Step one is to fill out an emergency contact form for every member of your family. Be sure to include any relatives who are dependent upon you for their safety -- parents, grandparents or those who are physically or mentally challenged. Even if you have a family member under care in a nursing home or a child away at school, this doesn't mean their emergency information will be readily available.
If you don't have one, an adult and children's version can be downloaded free from our web site. Once you fill out an emergency contact form for each member of your immediate family, the next question is where to put it.
Make a few copies of each form and place a set in a few easy to reach places. First, place one set in a plastic zipper bag, to keep them dry and dust free and put it in a location near your home phone, either in a drawer under the phone, in a kitchen drawer, or a writing desk in the vicinity. Another idea is to put the information into a water tight container, like a plastic bottle and put it in your freezer. Even after the force of Hurricane Katrina, many times the only thing still in tact in a badly damaged home, is the refrigerator!

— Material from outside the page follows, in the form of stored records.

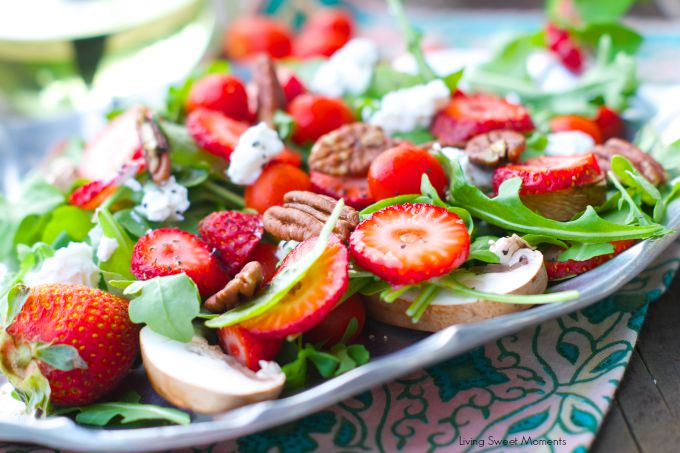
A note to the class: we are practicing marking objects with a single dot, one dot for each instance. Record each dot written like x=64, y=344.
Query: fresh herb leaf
x=168, y=305
x=282, y=283
x=507, y=211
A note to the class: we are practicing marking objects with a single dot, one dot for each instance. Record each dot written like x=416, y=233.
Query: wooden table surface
x=645, y=416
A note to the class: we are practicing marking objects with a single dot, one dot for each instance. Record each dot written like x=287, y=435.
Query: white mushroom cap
x=200, y=377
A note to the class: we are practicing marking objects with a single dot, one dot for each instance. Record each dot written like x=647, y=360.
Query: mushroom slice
x=521, y=271
x=200, y=377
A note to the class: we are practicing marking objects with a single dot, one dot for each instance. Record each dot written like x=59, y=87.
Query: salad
x=238, y=238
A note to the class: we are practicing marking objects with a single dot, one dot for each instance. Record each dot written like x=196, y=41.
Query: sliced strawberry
x=170, y=251
x=551, y=173
x=92, y=195
x=354, y=190
x=312, y=298
x=233, y=234
x=467, y=116
x=215, y=132
x=410, y=243
x=116, y=145
x=247, y=348
x=564, y=269
x=265, y=254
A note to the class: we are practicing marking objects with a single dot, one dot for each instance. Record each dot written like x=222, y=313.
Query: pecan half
x=495, y=148
x=303, y=215
x=349, y=150
x=270, y=95
x=241, y=288
x=643, y=162
x=155, y=146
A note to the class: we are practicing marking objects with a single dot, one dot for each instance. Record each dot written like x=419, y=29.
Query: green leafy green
x=507, y=211
x=168, y=305
x=282, y=283
x=127, y=411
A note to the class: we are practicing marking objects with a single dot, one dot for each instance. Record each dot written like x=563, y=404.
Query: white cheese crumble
x=256, y=146
x=548, y=73
x=71, y=264
x=506, y=248
x=348, y=71
x=164, y=203
x=106, y=248
x=411, y=108
x=476, y=175
x=568, y=143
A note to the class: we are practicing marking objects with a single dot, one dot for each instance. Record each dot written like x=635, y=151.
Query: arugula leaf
x=168, y=305
x=119, y=263
x=282, y=283
x=584, y=252
x=507, y=211
x=130, y=410
x=71, y=220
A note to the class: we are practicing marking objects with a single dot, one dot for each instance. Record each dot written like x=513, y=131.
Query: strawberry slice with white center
x=247, y=348
x=551, y=173
x=116, y=146
x=312, y=298
x=410, y=243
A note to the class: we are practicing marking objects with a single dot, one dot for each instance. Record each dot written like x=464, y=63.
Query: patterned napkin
x=546, y=388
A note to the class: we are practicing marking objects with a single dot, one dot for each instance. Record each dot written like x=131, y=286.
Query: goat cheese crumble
x=411, y=108
x=569, y=143
x=348, y=71
x=164, y=203
x=71, y=264
x=548, y=73
x=256, y=146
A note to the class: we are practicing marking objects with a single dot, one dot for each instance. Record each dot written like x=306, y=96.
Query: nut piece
x=242, y=287
x=643, y=162
x=155, y=146
x=303, y=215
x=270, y=95
x=495, y=148
x=349, y=150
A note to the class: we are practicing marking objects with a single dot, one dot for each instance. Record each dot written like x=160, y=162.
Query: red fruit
x=467, y=116
x=410, y=243
x=565, y=48
x=215, y=132
x=550, y=173
x=288, y=156
x=275, y=181
x=610, y=123
x=170, y=251
x=95, y=323
x=332, y=328
x=291, y=84
x=265, y=254
x=576, y=123
x=116, y=145
x=317, y=115
x=92, y=195
x=233, y=234
x=247, y=348
x=220, y=92
x=399, y=171
x=354, y=190
x=249, y=36
x=324, y=33
x=312, y=298
x=563, y=269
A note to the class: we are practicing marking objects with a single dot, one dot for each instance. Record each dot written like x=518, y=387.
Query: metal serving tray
x=404, y=352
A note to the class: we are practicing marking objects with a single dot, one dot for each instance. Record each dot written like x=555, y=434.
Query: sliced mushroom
x=521, y=271
x=200, y=377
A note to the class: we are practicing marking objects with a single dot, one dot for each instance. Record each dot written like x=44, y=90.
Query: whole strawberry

If the contact information is not easy to find, put a note where ever your emergency numbers are located (by the phone or on the refrigerator) where the information can be located.
Place a copy of your children's form in their school record, day care record or with your child's caregiver.
The tiny emergency forms sent out to parent's at the beginning of the school year are rarely returned and even if they are, have so little information on them, they can be useless. Make sure the information you want the school to have is at their fingertips.